En la revista Noticias, de la congregación, de julio de 1978, se informaba, primero que nada, de la muerte del hermano Juan Enrique Walker ss.cc., quien murió el sábado 10 de junio en la clínica de neurocirugía del hospital de la Universidad Católica de Santiago. Juan Enrique Walker dedicó la mayor parte de sus años de apostolado sacerdotal al servicio de los pobres. Compartimos aquí la nota aparecida en la revista, y más abajo, compartimos la presentación de la vida del padre Juan Enrique que fue publicada en el volumen colectivo titulado Cristianos ejemplares en Chile, elaborado por la «Comisión Nacional Jubileo 2000», de la Conferencia Episcopal de Chile, en el año 2000. Este testimonio, que se encuentra en las pp. 259-262 del mencionado volumen, fue publicado en forma anónima, como todo el resto de la obra. Sin embargo su autora fue la hermana María del Carmen Pérez Walker ss.cc.

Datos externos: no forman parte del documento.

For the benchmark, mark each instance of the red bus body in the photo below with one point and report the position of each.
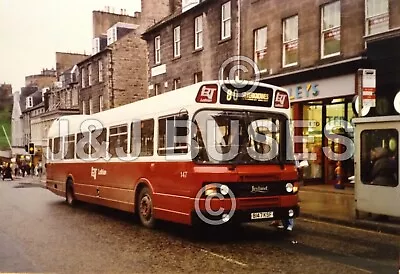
(175, 184)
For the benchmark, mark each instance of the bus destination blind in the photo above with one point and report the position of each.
(247, 96)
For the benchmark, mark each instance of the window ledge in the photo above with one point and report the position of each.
(290, 66)
(225, 40)
(177, 58)
(198, 50)
(382, 35)
(331, 55)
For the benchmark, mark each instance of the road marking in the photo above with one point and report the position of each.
(356, 268)
(224, 258)
(347, 227)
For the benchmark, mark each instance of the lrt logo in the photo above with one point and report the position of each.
(207, 94)
(281, 100)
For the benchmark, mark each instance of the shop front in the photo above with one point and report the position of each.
(322, 112)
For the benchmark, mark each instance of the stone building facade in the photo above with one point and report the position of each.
(66, 60)
(114, 76)
(315, 49)
(191, 46)
(42, 80)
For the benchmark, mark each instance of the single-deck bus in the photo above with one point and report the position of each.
(232, 163)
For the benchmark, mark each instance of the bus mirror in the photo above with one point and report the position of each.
(303, 164)
(183, 115)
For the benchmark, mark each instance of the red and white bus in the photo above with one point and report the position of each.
(124, 160)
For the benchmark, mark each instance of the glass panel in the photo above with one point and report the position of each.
(379, 157)
(335, 115)
(313, 134)
(291, 29)
(376, 7)
(260, 54)
(331, 15)
(331, 41)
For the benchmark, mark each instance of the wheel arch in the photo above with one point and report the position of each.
(140, 184)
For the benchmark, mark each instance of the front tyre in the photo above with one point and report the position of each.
(145, 208)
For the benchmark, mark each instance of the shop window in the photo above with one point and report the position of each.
(312, 134)
(198, 32)
(69, 147)
(260, 49)
(330, 32)
(290, 41)
(377, 16)
(379, 157)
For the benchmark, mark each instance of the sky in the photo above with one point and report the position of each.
(31, 31)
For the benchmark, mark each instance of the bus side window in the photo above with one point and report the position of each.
(147, 138)
(57, 149)
(82, 145)
(69, 147)
(118, 141)
(135, 139)
(98, 145)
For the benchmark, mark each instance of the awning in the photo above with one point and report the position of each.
(5, 153)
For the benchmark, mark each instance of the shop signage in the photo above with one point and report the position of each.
(333, 87)
(397, 102)
(368, 85)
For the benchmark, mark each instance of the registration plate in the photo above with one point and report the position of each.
(262, 215)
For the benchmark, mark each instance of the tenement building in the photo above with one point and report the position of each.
(192, 44)
(314, 49)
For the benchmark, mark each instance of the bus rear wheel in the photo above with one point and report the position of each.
(69, 195)
(145, 208)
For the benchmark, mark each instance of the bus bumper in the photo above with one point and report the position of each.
(245, 216)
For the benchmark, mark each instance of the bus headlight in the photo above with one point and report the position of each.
(211, 190)
(224, 189)
(289, 187)
(296, 188)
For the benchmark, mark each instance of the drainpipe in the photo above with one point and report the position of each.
(111, 80)
(239, 3)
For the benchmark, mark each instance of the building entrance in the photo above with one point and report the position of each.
(326, 118)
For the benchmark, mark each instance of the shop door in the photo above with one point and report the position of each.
(335, 117)
(314, 134)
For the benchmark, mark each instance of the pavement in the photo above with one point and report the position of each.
(327, 204)
(317, 202)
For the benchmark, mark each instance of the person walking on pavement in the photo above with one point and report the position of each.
(7, 173)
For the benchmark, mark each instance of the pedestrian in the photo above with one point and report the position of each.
(7, 173)
(16, 168)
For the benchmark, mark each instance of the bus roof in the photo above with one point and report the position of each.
(146, 108)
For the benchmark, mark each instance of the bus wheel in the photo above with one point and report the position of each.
(145, 208)
(70, 197)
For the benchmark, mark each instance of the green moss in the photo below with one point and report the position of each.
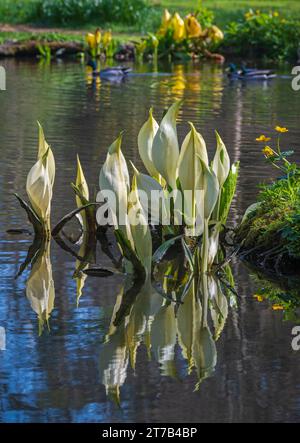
(276, 221)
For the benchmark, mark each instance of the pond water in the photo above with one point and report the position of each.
(60, 374)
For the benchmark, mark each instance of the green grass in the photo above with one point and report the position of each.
(228, 10)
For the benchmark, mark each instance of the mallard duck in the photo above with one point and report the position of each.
(109, 73)
(249, 73)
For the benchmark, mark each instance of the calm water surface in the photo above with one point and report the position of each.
(60, 375)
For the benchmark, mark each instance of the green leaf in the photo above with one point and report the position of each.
(161, 251)
(228, 192)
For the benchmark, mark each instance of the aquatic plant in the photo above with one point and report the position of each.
(182, 38)
(188, 197)
(39, 188)
(264, 34)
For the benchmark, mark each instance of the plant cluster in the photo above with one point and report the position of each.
(272, 226)
(261, 34)
(195, 196)
(193, 36)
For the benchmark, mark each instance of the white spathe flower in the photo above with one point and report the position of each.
(140, 232)
(39, 188)
(165, 150)
(190, 171)
(43, 148)
(221, 161)
(114, 177)
(145, 143)
(82, 186)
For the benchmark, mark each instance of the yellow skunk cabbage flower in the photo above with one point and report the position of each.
(215, 34)
(221, 161)
(81, 184)
(140, 231)
(43, 148)
(40, 287)
(165, 22)
(165, 150)
(39, 189)
(145, 143)
(192, 26)
(114, 177)
(107, 38)
(177, 24)
(93, 40)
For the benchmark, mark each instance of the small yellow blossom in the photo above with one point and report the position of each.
(268, 152)
(263, 138)
(277, 307)
(280, 129)
(258, 297)
(192, 26)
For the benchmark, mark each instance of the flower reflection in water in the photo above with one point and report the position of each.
(192, 315)
(40, 289)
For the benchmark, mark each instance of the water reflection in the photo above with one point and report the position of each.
(144, 316)
(40, 289)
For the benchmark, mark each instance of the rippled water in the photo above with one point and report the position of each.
(58, 376)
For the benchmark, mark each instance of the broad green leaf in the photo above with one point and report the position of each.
(221, 161)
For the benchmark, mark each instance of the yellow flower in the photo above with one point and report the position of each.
(263, 138)
(215, 34)
(268, 152)
(165, 22)
(93, 40)
(192, 26)
(178, 27)
(280, 129)
(277, 307)
(107, 38)
(258, 297)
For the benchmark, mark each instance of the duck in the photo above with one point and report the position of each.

(Casa Provincial, julio de 1978)
A comienzos del año, el padre Juan Enrique llegó a Santiago desde su comunidad de Viña del Mar para ser sometido a una intervención quirúrgica con el objeto de colocarle una válvula que le permitiera una mejor irrigación sanguínea cerebral. La intervención se realizó con éxito, y a pesar de haber quedado con una hemiplejía, se fue recuperando lentamente lo que le permitió ser trasladado a casa de sus familiares. El día de Pentecostés, tuvo una caída y agravamiento de su estado, lo que obligó a su traslado de urgencia a la clínica Santa María, y posteriormente a neurocirugía del hospital de la Universidad Católica, en donde fue sometido a una nueva intervención quirúrgica. Prácticamente desde el día de Pentecostés permaneció sin recuperar sus sentidos y en estado de coma. Recibió la unción de los enfermos, de manos del padre provincial, Manuel Donoso, el lunes de Pentecostés.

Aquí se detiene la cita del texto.